Categorization of mergers and acquisitions using transaction network features

https://doi.org/10.1016/j.ribaf.2021.101421Get rights and content

Highlights

  • Propose a novel M&A categorization method for corporate strategies from the linkage of transactions data and M&A data of Japan.

  • Use two features to categorize M&A: betweenness centrality and shortest path length.
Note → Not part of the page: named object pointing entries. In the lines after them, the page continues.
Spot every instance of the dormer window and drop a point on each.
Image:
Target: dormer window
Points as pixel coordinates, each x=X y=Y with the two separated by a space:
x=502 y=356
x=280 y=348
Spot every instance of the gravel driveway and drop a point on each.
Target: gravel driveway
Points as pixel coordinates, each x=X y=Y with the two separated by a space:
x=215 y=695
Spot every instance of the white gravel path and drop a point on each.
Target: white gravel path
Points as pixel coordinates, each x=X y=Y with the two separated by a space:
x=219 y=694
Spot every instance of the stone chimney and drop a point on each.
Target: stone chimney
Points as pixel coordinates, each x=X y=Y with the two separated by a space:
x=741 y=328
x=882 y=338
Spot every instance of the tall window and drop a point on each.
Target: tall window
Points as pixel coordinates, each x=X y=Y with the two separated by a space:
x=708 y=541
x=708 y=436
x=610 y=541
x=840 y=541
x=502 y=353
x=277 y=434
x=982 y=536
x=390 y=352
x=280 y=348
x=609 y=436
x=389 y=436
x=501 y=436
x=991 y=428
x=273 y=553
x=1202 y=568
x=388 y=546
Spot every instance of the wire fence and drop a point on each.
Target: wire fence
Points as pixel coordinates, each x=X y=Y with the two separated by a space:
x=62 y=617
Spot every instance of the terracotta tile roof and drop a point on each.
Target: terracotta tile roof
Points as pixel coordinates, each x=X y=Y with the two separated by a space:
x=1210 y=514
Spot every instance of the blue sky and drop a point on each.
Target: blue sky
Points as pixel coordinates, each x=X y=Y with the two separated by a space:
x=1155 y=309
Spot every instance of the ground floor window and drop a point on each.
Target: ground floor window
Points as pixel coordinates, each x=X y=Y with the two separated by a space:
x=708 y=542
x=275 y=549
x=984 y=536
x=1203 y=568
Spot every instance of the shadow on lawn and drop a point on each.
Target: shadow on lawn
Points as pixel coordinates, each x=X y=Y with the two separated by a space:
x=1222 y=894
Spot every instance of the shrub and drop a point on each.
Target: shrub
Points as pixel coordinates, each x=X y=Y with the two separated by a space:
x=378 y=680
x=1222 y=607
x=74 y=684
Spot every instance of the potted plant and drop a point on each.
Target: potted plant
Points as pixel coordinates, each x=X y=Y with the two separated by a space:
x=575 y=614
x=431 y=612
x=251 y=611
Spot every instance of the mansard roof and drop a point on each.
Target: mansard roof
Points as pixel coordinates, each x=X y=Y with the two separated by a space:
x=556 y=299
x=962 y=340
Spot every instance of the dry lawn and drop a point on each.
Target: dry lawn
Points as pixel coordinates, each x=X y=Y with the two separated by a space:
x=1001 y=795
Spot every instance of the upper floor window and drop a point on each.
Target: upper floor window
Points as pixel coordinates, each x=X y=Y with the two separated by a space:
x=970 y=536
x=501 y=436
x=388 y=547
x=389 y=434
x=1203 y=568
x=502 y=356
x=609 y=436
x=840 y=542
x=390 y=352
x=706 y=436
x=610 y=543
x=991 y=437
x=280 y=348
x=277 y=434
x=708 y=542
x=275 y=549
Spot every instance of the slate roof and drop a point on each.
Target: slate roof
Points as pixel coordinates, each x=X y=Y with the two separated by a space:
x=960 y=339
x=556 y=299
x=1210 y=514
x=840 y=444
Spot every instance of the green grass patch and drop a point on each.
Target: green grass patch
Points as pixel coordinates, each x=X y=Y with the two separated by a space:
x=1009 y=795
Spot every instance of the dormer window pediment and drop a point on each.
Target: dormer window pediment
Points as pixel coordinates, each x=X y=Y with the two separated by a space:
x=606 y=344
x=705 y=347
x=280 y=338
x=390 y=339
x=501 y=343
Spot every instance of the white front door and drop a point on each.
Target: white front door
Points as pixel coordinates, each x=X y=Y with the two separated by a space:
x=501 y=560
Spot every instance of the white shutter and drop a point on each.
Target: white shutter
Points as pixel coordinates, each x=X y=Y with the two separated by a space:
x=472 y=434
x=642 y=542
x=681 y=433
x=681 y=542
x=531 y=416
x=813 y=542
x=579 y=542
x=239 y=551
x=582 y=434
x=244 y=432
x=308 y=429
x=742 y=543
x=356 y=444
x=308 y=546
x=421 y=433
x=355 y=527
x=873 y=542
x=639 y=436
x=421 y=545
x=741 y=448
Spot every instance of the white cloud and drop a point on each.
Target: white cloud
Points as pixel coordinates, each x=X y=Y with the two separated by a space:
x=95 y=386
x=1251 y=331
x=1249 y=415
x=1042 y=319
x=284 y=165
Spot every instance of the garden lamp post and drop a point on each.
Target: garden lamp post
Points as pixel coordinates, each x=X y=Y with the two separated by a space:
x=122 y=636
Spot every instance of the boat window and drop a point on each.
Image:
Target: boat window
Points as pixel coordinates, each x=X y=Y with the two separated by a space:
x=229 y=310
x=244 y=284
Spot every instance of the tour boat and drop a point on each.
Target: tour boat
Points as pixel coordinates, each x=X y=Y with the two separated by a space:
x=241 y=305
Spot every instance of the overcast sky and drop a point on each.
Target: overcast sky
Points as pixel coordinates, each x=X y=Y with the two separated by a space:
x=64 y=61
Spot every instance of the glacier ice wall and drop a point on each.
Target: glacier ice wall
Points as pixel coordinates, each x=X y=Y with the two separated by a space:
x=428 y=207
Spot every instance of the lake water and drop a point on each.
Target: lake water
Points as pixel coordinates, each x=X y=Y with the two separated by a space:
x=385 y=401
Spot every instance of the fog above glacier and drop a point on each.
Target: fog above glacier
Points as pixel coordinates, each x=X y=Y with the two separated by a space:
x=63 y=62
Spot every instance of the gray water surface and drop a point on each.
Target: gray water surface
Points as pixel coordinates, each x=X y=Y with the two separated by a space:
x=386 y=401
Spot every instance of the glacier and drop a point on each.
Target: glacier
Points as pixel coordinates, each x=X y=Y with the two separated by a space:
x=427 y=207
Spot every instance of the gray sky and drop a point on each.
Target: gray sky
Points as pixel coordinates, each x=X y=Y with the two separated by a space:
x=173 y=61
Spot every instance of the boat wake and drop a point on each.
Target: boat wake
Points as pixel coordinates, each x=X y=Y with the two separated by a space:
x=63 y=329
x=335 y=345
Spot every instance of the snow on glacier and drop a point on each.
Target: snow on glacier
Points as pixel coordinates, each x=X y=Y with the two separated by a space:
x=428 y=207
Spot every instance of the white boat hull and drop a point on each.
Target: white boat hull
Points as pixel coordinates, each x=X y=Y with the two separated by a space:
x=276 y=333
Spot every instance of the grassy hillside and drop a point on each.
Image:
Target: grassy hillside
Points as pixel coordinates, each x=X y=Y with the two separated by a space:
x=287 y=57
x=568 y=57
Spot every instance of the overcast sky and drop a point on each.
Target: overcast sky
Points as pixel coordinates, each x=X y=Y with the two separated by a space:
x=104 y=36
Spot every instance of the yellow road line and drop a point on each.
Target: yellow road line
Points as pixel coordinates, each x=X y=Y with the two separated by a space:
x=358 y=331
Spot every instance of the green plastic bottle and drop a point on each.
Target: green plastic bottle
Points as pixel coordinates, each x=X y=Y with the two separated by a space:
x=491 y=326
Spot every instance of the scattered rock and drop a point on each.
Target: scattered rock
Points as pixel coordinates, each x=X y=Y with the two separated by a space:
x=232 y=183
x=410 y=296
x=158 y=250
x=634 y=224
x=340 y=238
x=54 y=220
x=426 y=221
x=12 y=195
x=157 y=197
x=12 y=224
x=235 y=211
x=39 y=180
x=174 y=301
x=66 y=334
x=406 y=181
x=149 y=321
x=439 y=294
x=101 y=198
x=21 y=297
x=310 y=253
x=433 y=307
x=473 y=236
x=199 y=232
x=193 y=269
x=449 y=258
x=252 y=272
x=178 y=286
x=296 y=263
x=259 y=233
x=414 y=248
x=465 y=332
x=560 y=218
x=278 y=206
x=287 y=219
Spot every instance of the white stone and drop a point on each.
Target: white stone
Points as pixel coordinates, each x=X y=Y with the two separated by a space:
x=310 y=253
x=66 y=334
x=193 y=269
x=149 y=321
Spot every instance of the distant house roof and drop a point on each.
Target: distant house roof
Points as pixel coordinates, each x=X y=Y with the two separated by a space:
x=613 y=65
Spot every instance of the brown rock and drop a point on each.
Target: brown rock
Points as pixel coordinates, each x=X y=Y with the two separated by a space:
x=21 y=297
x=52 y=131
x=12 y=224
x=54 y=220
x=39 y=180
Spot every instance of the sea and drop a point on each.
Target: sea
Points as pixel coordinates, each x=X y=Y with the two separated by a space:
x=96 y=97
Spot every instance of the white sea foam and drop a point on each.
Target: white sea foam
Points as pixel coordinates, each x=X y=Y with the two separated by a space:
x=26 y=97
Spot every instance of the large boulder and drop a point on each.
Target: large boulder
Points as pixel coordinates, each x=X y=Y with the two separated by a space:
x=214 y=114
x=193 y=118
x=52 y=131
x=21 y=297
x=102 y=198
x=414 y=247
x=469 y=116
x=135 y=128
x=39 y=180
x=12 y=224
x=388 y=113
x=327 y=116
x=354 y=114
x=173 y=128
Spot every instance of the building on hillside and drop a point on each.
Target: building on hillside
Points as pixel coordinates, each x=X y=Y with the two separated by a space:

  • Using the above two features, find several meaningful concentration areas and provide trends of transactions and M&A in these areas.

Abstract

Mergers and acquisitions (M&A) have occurred among tens of thousands of companies. Categorization of M&A is important to both corporate strategy and academic research. Previous research largely uses case studies and econometric data analysis to classify the motivations and types of M&A. Here, we propose understanding M&A using large-scale data to generate more applicable and generalized results. We use transaction relationships from transaction networks to better understand M&A. Based on detailed pre-analysis, including matching M&A and transaction data from Japan and clustering of transaction networks, we select several M&A observation perspectives. We use two features of transaction networks to categorize M&A cases: betweenness centrality and shortest path length. Betweenness centrality provides a view of the overall business situation from a macro perspective, and shortest path length helps to understand neighboring business environments from a micro perspective. We find several meaningful areas of concentration based on their betweenness centrality values and shortest path lengths. Finally, we re-examine M&A cases in each area, summarizing the trends identified using this categorization method. This study contributes to the M&A literature because it advances quantitative categorization of M&A cases.

Introduction

Mergers and acquisitions (M&A) are usually considered inorganic corporate growth. M&A transactions require considerable investment and resources, resulting in a vast body of M&A research and performance evaluation (e.g., Rao and Mishra, 2020). This field includes diverse approaches and perspectives, including empirical studies, case studies, and stock event studies. Novel methods have been applied in this field in recent years, especially in technology-related M&A research on technology fusion and R&D investment. Numerous review papers summarize this field from various perspectives. Reddy (2014) reviewed several industry-related M&A topics. Ferreira et al. (2014) examine how M&A research topics have changed over the past few decades, pointing out future research directions. Shi et al. (2012) summarize current research and propose a research agenda. In their review article, Shi et al. recommend examining company relationships in future M&A research.

Industrial classification is complex. Code-based classification methods include Standard Industrial Classification (SIC), North American Industry Classification System (NAICS), and Japan Standard Industrial Classification (JSIC). However, because industries are dynamic, there is always some bias when using these code-based classification methods.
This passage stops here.